But Richard Wiseman, a professor of psychology at Hertfordshire
University and professional magician, isn’t surprised at all.
We are all guilty of missing the obvious, of failing to see the
bigger picture because we are focusing on narrower tasks in hand.
While
my lapse was an observational one, Wiseman believes the real problem
in business is that no one is brave enough to step back from their
day-to-day responsibilities and let their minds roam free. If they
did, he says, they might spot a “gorilla”, a killer
idea that can transform company fortunes and even change history.
A
gorilla, Wiseman explains in his book Did
You Spot the Gorilla?, is a why-didn’t-anyone-think-of-that-before
insight, a flash of brilliance that seems obvious once unleashed.

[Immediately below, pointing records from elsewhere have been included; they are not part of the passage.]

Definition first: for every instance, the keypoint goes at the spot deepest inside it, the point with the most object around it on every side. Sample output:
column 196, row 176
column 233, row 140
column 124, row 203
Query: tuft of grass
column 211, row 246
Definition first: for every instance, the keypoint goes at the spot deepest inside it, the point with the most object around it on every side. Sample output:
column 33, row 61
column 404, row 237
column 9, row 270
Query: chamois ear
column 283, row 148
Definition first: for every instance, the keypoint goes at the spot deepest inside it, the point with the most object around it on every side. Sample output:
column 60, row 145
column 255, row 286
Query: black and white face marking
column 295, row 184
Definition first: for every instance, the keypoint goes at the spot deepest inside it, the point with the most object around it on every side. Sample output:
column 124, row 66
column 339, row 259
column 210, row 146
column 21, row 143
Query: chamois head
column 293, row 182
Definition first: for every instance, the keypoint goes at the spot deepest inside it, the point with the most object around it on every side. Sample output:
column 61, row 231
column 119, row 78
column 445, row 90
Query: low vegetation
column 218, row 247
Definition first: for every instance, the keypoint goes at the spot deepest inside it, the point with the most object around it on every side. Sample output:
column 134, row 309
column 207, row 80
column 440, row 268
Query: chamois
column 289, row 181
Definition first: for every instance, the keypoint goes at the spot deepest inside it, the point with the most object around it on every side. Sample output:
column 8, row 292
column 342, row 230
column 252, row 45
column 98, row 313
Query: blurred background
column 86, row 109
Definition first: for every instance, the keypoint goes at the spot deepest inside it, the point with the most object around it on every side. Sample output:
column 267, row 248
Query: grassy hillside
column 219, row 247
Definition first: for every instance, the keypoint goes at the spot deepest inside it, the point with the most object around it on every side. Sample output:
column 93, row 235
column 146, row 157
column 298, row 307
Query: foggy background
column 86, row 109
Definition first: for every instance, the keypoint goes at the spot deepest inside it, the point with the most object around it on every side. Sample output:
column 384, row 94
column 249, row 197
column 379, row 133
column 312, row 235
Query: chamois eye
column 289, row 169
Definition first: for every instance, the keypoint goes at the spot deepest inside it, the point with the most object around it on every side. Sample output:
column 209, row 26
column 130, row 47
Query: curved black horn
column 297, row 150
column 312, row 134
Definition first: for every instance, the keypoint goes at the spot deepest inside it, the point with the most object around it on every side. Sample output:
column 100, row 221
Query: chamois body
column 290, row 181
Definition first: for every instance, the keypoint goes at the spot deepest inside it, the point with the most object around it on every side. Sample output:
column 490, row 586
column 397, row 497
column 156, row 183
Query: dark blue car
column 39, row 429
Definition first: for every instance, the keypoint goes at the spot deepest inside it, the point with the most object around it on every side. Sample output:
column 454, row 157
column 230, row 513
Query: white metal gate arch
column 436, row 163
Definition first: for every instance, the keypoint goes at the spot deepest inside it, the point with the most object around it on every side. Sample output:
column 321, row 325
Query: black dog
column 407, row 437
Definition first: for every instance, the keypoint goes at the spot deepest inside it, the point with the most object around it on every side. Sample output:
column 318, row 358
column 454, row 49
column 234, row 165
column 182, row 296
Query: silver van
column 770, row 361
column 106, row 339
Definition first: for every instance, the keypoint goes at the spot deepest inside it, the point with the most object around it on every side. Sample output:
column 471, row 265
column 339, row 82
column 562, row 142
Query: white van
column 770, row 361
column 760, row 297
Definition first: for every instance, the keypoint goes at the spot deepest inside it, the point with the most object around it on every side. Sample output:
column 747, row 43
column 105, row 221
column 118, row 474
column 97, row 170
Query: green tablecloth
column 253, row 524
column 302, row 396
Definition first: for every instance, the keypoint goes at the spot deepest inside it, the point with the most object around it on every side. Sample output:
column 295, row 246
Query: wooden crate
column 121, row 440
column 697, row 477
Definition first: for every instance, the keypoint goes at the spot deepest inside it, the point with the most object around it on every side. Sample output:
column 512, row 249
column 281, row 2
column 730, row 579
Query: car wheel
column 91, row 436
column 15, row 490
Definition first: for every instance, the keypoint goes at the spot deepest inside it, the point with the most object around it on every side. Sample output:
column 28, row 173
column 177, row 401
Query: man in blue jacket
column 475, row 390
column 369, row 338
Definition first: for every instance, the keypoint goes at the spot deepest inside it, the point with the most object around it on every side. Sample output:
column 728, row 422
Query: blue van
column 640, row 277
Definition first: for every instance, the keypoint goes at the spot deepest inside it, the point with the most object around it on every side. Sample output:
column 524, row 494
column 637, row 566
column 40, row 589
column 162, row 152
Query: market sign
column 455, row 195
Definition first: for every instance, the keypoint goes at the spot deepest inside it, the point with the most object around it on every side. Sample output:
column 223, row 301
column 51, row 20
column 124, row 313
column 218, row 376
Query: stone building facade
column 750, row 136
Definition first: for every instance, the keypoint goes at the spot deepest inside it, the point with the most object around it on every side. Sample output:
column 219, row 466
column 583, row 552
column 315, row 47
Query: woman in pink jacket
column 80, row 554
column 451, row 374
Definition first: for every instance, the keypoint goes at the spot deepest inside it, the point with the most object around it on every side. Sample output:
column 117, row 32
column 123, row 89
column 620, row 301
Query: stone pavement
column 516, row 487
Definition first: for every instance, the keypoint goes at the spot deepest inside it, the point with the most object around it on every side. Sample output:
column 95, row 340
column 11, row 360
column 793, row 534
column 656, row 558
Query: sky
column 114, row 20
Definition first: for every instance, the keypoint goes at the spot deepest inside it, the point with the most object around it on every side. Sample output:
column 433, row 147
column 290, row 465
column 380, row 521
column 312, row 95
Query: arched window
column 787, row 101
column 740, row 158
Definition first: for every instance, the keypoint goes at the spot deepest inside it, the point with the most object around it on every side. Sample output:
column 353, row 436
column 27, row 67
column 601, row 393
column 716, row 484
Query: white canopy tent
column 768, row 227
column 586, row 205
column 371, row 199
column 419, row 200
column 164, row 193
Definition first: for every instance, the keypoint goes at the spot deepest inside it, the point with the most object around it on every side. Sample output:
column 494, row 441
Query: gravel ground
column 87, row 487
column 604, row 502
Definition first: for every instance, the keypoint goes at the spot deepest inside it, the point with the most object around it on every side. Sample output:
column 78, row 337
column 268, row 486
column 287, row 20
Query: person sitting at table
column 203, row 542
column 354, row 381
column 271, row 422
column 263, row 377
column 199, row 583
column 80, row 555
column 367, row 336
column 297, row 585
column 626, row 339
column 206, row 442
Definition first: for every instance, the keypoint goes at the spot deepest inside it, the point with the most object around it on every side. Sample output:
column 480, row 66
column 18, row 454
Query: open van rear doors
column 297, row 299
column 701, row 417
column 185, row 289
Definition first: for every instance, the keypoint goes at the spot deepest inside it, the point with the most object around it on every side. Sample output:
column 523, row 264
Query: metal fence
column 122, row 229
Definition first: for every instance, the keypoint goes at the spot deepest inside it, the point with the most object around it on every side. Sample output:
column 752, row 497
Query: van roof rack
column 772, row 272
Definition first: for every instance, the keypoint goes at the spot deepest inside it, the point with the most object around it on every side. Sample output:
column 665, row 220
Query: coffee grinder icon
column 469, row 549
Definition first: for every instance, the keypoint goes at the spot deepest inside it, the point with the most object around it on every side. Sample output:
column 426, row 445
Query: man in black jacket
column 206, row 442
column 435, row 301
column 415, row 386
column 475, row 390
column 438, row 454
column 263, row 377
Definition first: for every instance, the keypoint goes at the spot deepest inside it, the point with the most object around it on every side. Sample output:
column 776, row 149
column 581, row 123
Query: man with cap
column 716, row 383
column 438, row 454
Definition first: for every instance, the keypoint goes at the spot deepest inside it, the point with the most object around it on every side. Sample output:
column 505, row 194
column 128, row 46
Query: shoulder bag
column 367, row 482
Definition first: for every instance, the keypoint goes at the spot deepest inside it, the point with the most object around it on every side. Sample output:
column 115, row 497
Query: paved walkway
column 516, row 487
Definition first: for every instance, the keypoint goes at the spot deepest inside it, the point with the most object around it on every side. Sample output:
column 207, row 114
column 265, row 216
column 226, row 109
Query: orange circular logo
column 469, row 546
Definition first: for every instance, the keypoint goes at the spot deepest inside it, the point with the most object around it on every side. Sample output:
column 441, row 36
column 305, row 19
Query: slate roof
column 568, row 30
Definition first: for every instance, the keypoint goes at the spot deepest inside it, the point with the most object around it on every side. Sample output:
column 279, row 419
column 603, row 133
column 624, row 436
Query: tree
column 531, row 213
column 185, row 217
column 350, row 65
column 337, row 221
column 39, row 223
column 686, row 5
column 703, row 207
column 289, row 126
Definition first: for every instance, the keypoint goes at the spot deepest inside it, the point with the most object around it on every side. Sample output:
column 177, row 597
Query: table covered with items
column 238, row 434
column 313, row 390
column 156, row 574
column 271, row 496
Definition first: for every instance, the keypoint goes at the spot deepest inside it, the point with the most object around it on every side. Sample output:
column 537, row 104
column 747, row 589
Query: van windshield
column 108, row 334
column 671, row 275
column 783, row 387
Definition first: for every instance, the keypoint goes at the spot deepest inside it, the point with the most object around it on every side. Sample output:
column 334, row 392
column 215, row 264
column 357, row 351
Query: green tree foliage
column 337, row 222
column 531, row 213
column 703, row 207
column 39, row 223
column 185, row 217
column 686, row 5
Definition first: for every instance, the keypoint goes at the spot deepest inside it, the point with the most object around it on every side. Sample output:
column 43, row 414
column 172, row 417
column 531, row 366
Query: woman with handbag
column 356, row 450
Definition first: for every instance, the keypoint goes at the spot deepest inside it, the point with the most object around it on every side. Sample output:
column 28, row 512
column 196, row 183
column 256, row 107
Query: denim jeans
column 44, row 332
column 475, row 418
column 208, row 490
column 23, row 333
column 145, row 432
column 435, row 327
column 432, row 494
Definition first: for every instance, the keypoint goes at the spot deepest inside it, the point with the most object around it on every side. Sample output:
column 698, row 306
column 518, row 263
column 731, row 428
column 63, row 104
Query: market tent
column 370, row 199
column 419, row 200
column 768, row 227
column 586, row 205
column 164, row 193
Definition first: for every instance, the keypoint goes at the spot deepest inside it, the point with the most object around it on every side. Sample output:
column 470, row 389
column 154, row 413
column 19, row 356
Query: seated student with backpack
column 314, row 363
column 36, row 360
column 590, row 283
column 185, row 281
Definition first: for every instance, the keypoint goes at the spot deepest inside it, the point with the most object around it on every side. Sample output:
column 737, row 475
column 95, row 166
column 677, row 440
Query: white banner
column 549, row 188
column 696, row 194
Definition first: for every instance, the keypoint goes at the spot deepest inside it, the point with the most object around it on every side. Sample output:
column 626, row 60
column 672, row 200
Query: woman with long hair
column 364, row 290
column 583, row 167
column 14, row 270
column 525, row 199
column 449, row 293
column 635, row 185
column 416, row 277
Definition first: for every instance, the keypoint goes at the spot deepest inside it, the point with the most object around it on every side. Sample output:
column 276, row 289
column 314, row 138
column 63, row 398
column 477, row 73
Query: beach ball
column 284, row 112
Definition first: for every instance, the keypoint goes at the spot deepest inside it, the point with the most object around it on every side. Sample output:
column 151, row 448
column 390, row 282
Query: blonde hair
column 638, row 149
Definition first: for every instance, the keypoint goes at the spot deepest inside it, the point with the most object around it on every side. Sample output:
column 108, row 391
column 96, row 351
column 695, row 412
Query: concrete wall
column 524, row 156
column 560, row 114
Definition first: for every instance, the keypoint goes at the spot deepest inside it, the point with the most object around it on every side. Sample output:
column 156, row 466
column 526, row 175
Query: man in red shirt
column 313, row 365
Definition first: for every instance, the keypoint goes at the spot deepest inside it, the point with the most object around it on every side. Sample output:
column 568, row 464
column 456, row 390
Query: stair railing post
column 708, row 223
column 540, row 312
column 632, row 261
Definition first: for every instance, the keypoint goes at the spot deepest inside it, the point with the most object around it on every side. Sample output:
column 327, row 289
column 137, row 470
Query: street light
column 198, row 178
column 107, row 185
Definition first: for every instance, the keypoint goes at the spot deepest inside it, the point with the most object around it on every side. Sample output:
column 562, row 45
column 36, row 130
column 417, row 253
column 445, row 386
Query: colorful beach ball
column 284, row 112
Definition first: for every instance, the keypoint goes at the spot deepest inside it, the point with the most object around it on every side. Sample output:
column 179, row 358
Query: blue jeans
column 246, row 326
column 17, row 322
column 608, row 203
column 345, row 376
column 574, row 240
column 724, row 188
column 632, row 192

Examples include Ikea— the idea of funky, cheap selfassembly
furniture — and Post-it Notes, which stickered their way into
ubiquity after an enterprising employee realised that the weak adhesive
he had unintentionally developed might have a use after all. Other
recent gorillas include the Anywayup Cup, a non-spill beaker for
toddlers, and easyJet, the no-frills airline that has utterly changed
the way we think about air travel. Wiseman labels their inventors
Eureka thinkers (the Greek mathematician Archimedes was supposed
to have shrieked “Eureka!” — “I have found
it” - in his bath, when he realised that the volume of an
object could be gauged by the amount of water it displaced).
“Why
didn’t someone think of Ikea 20 years before the man who did
think of it?” asks Wiseman. “It’s so obvious.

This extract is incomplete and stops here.